Certain medications can affect blood sugar readings. If you take steroids, certain blood pressure medications, or hormonal treatments, let your doctor know before testing so they can account for potential interference.

What Continuous Glucose Monitors Can and Can’t Do

Continuous glucose monitors (CGMs), the small sensors worn on the arm or abdomen that track blood sugar around the clock, are widely used by people already living with diabetes. But they are not currently approved for diagnosing diabetes or prediabetes. The three standard methods remain the A1C, fasting glucose, and oral glucose tolerance test.

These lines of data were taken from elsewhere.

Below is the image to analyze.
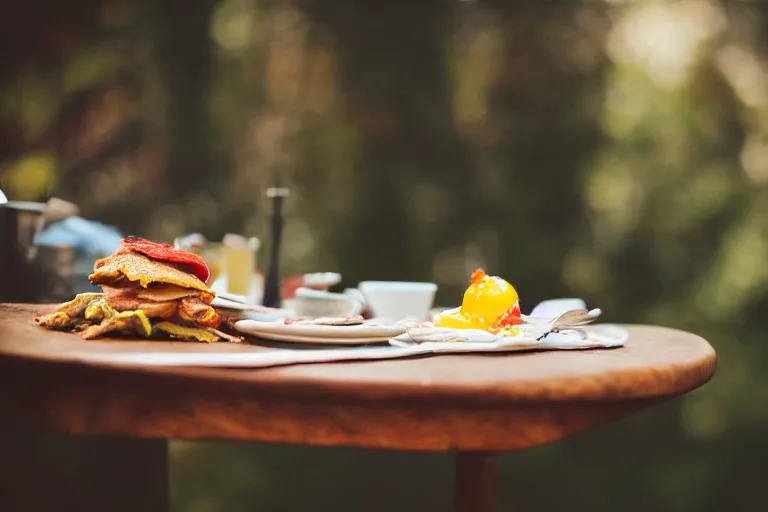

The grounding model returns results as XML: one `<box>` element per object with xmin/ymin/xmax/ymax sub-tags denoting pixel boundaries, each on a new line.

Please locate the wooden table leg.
<box><xmin>454</xmin><ymin>452</ymin><xmax>498</xmax><ymax>512</ymax></box>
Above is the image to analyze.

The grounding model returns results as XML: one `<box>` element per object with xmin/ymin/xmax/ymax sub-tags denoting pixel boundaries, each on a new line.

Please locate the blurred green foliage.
<box><xmin>0</xmin><ymin>0</ymin><xmax>768</xmax><ymax>512</ymax></box>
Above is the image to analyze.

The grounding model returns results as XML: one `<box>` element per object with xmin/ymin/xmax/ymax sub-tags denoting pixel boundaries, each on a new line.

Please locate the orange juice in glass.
<box><xmin>221</xmin><ymin>234</ymin><xmax>260</xmax><ymax>296</ymax></box>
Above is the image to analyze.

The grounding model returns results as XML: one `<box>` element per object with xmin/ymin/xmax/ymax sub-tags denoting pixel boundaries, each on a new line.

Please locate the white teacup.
<box><xmin>358</xmin><ymin>281</ymin><xmax>437</xmax><ymax>321</ymax></box>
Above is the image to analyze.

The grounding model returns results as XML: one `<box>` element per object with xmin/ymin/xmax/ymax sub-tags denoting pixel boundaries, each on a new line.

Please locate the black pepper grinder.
<box><xmin>262</xmin><ymin>182</ymin><xmax>290</xmax><ymax>308</ymax></box>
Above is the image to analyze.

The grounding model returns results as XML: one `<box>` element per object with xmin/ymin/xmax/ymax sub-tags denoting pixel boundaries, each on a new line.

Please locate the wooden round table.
<box><xmin>0</xmin><ymin>304</ymin><xmax>716</xmax><ymax>512</ymax></box>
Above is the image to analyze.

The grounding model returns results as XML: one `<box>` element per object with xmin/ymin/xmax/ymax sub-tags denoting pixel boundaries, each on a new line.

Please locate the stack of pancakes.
<box><xmin>38</xmin><ymin>238</ymin><xmax>242</xmax><ymax>342</ymax></box>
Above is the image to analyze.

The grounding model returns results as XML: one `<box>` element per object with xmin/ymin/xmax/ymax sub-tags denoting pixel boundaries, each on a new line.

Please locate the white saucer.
<box><xmin>235</xmin><ymin>320</ymin><xmax>405</xmax><ymax>345</ymax></box>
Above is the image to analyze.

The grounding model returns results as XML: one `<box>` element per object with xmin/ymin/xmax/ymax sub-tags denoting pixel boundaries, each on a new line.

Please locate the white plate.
<box><xmin>389</xmin><ymin>324</ymin><xmax>629</xmax><ymax>353</ymax></box>
<box><xmin>235</xmin><ymin>320</ymin><xmax>405</xmax><ymax>343</ymax></box>
<box><xmin>237</xmin><ymin>332</ymin><xmax>390</xmax><ymax>346</ymax></box>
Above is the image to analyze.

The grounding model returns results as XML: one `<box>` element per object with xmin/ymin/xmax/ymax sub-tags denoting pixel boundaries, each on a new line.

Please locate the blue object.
<box><xmin>35</xmin><ymin>217</ymin><xmax>123</xmax><ymax>258</ymax></box>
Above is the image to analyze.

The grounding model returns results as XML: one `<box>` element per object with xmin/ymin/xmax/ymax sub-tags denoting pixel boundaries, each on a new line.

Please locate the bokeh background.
<box><xmin>0</xmin><ymin>0</ymin><xmax>768</xmax><ymax>512</ymax></box>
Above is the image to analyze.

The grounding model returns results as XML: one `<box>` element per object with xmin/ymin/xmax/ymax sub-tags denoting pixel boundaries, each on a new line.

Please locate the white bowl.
<box><xmin>358</xmin><ymin>281</ymin><xmax>437</xmax><ymax>321</ymax></box>
<box><xmin>286</xmin><ymin>287</ymin><xmax>363</xmax><ymax>317</ymax></box>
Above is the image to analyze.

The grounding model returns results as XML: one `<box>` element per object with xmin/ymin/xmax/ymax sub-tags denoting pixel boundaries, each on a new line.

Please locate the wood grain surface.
<box><xmin>0</xmin><ymin>304</ymin><xmax>716</xmax><ymax>451</ymax></box>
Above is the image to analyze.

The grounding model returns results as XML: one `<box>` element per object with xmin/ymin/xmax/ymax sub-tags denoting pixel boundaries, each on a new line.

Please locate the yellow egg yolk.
<box><xmin>433</xmin><ymin>270</ymin><xmax>519</xmax><ymax>330</ymax></box>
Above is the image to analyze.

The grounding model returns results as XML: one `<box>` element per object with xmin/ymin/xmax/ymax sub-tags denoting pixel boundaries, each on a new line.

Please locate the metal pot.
<box><xmin>0</xmin><ymin>194</ymin><xmax>46</xmax><ymax>302</ymax></box>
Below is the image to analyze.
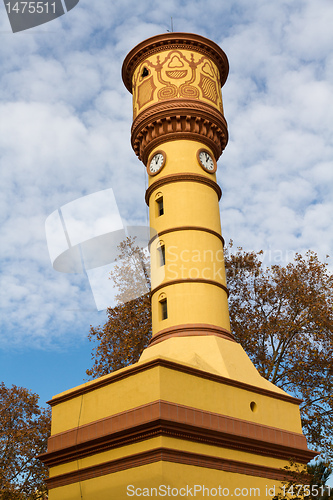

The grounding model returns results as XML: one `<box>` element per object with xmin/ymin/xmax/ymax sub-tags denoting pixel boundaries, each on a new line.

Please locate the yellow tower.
<box><xmin>123</xmin><ymin>33</ymin><xmax>231</xmax><ymax>352</ymax></box>
<box><xmin>42</xmin><ymin>33</ymin><xmax>315</xmax><ymax>500</ymax></box>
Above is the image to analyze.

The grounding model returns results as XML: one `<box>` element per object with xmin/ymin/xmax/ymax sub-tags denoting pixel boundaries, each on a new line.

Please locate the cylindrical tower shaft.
<box><xmin>123</xmin><ymin>33</ymin><xmax>232</xmax><ymax>344</ymax></box>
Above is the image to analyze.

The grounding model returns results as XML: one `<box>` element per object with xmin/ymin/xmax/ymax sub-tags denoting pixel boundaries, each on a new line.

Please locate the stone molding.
<box><xmin>145</xmin><ymin>173</ymin><xmax>222</xmax><ymax>206</ymax></box>
<box><xmin>149</xmin><ymin>323</ymin><xmax>235</xmax><ymax>347</ymax></box>
<box><xmin>47</xmin><ymin>358</ymin><xmax>302</xmax><ymax>407</ymax></box>
<box><xmin>131</xmin><ymin>99</ymin><xmax>228</xmax><ymax>165</ymax></box>
<box><xmin>148</xmin><ymin>226</ymin><xmax>224</xmax><ymax>248</ymax></box>
<box><xmin>150</xmin><ymin>278</ymin><xmax>229</xmax><ymax>297</ymax></box>
<box><xmin>40</xmin><ymin>400</ymin><xmax>315</xmax><ymax>488</ymax></box>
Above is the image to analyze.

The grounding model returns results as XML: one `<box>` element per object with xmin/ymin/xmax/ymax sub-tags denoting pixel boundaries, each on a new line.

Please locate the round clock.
<box><xmin>197</xmin><ymin>149</ymin><xmax>217</xmax><ymax>174</ymax></box>
<box><xmin>147</xmin><ymin>151</ymin><xmax>166</xmax><ymax>175</ymax></box>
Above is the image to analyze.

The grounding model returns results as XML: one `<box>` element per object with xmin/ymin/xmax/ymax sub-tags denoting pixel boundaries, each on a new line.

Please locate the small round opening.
<box><xmin>250</xmin><ymin>401</ymin><xmax>258</xmax><ymax>413</ymax></box>
<box><xmin>141</xmin><ymin>68</ymin><xmax>149</xmax><ymax>78</ymax></box>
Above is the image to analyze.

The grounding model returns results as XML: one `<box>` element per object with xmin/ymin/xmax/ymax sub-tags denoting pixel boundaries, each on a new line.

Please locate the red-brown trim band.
<box><xmin>131</xmin><ymin>99</ymin><xmax>228</xmax><ymax>165</ymax></box>
<box><xmin>145</xmin><ymin>174</ymin><xmax>222</xmax><ymax>206</ymax></box>
<box><xmin>148</xmin><ymin>226</ymin><xmax>224</xmax><ymax>248</ymax></box>
<box><xmin>149</xmin><ymin>323</ymin><xmax>235</xmax><ymax>347</ymax></box>
<box><xmin>122</xmin><ymin>33</ymin><xmax>229</xmax><ymax>93</ymax></box>
<box><xmin>40</xmin><ymin>400</ymin><xmax>314</xmax><ymax>467</ymax></box>
<box><xmin>47</xmin><ymin>448</ymin><xmax>304</xmax><ymax>490</ymax></box>
<box><xmin>47</xmin><ymin>358</ymin><xmax>302</xmax><ymax>406</ymax></box>
<box><xmin>151</xmin><ymin>278</ymin><xmax>229</xmax><ymax>296</ymax></box>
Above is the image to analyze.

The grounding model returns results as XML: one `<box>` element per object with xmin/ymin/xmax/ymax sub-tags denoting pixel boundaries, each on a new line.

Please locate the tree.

There is growing interest in using CGM data as a supplementary tool, particularly for helping people in the prediabetes range understand their blood sugar patterns. The FDA is currently evaluating an application to approve CGM use for prediabetes monitoring. For now, though, insurance doesn’t cover CGM for people without a diabetes diagnosis, so any use in that space requires paying out of pocket.